In B2B Marketing: Tomorrow’s Best Practices Today, we feature expert interviews about the state of B2B Marketing and what the future holds. In this post, I interview Julia McCoy, Founder of Express Writers.
Note: We’re publishing this on February 10, 2020, the same day Julia’s personal memoir launches. Congrats, Julia!
Wow. The day is here. #WomanRising, my book writing journey of 2.5 years, is live. 2.10.20.
đź“– Snag your copy now: https://t.co/mnQpnSFBRG
🎥 Watch the book trailer movie short we made: https://t.co/XpQ043s0JtThanks to all of you for the support. It means the world 🙏🏻❤️ pic.twitter.com/4wNX4bWQnT
— Julia McCoy (@JuliaEMcCoy) February 10, 2020
February 10 also happens to be Julia’s birthday. Happy Birthday, Julia!
Tell us about yourself?
Hi, I’m Julia! I’m a serial content marketer, entrepreneur, and author.
Way back in 2011, I dropped out of college to start my content agency, Express Writers, with nothing more than $75. I was 19 years old.
Since then, it’s been quite the journey! Our team is 90 people today, and we’ve completed over 19,000 projects for clients around the globe.
I’ve published two books, and my third, Woman Rising: A True Story comes out 2/10/20.

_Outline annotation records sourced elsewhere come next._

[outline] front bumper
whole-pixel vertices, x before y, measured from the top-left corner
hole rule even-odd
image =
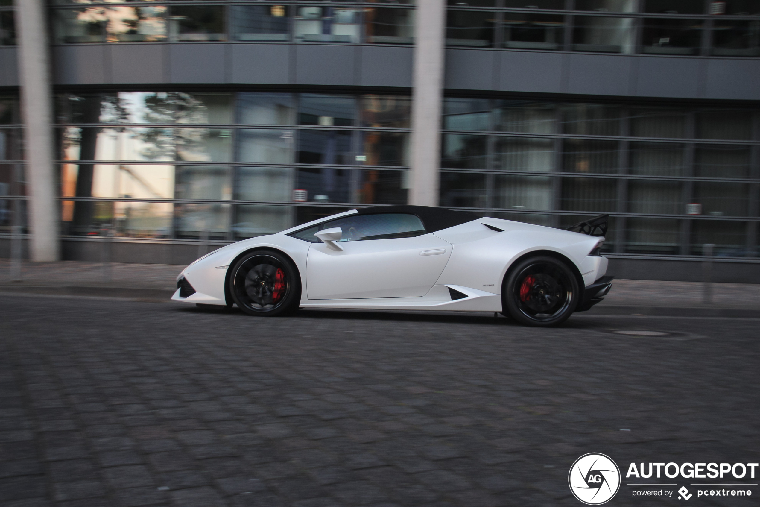
[[[583,290],[583,299],[578,303],[576,312],[586,312],[591,306],[604,299],[613,286],[615,277],[602,277]]]

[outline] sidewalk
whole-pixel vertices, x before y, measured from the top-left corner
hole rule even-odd
[[[168,301],[183,266],[62,261],[24,262],[22,281],[11,282],[10,262],[0,259],[0,293],[116,297]],[[109,269],[109,280],[104,271]],[[597,315],[760,318],[760,285],[713,284],[712,303],[702,301],[703,284],[616,280],[610,294],[590,312]]]

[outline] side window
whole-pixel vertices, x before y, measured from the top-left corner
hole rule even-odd
[[[376,215],[350,215],[322,224],[322,229],[340,227],[340,241],[411,238],[425,233],[425,226],[415,215],[381,213]]]

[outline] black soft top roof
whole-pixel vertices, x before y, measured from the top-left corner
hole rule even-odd
[[[435,233],[453,227],[460,223],[467,223],[480,218],[477,215],[463,211],[452,211],[445,208],[432,206],[372,206],[358,210],[360,215],[374,215],[379,213],[406,213],[416,215],[425,225],[425,230]]]

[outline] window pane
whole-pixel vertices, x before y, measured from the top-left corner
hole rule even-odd
[[[274,234],[290,227],[293,208],[290,206],[235,207],[233,235],[236,239],[245,239],[264,234]]]
[[[692,255],[704,255],[705,243],[715,245],[713,255],[718,257],[744,257],[746,255],[746,222],[731,220],[694,220],[692,223]]]
[[[680,182],[632,179],[628,182],[628,211],[657,215],[683,212]]]
[[[615,174],[618,144],[614,141],[566,139],[563,142],[562,170],[567,173]]]
[[[565,17],[553,14],[504,13],[504,47],[515,49],[562,49]]]
[[[408,128],[412,116],[411,97],[401,95],[363,95],[362,126]]]
[[[179,166],[176,174],[177,199],[230,199],[228,167]]]
[[[645,53],[696,55],[701,46],[702,21],[692,19],[647,18],[641,32]]]
[[[446,45],[492,47],[494,12],[448,11],[446,15]]]
[[[562,178],[561,207],[574,211],[609,213],[615,211],[616,195],[615,179]]]
[[[554,141],[552,139],[497,138],[498,167],[505,171],[554,170]]]
[[[55,43],[78,44],[104,41],[108,8],[57,9],[55,13]]]
[[[173,40],[226,40],[224,8],[220,5],[173,6],[169,19]]]
[[[442,173],[441,206],[488,207],[486,175],[471,173]]]
[[[106,8],[106,40],[109,43],[154,43],[166,40],[166,8]]]
[[[552,209],[552,181],[543,176],[496,175],[494,208]]]
[[[580,135],[619,135],[620,109],[601,104],[562,106],[562,132]]]
[[[170,238],[173,208],[169,202],[115,202],[115,235],[131,238]]]
[[[697,137],[702,139],[752,139],[752,112],[713,109],[697,113]]]
[[[485,169],[486,140],[485,135],[444,135],[441,164],[458,169]]]
[[[293,18],[296,41],[359,43],[359,14],[356,8],[299,6]]]
[[[364,164],[408,166],[409,135],[401,132],[362,132]]]
[[[362,170],[359,172],[356,202],[365,204],[405,204],[409,173]]]
[[[702,214],[714,217],[746,217],[749,185],[743,183],[696,182],[694,202],[702,205]]]
[[[686,174],[684,145],[671,143],[631,143],[631,174],[681,176]]]
[[[572,33],[573,51],[632,53],[635,49],[632,17],[576,16]]]
[[[495,130],[553,134],[556,106],[552,103],[499,100]]]
[[[351,150],[351,132],[344,130],[300,131],[298,134],[298,163],[356,163],[356,156]]]
[[[415,215],[382,213],[376,215],[349,215],[328,222],[324,229],[340,227],[338,241],[360,241],[408,238],[425,233],[425,226]]]
[[[356,122],[356,102],[353,97],[301,93],[299,125],[350,127]]]
[[[226,239],[229,214],[230,204],[175,204],[176,237],[198,239],[207,230],[209,239]]]
[[[749,178],[750,157],[749,146],[698,146],[694,176],[705,178]]]
[[[364,29],[370,44],[414,43],[413,9],[365,8]]]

And today, I have the honor of being named an industry thought leader in content marketing by Forbes! I’m an educator with two courses, and I run a personal brand as well on the side, called The Content Hacker, a resource for growth-focused content marketers.
Note: Follow Julia on Twitter: @JuliaEMcCoy and @content_hackers
Tell us about your background in B2B marketing?
I guess you could say I started in marketing when I was 13.
I create for both — most of my time is in creating content for both B2C/B2B audiences. Back when I was young, I remember when I could access the internet for the first time. Thankfully, although there were many things I was cut off from when I was growing up, the internet was not one of those things.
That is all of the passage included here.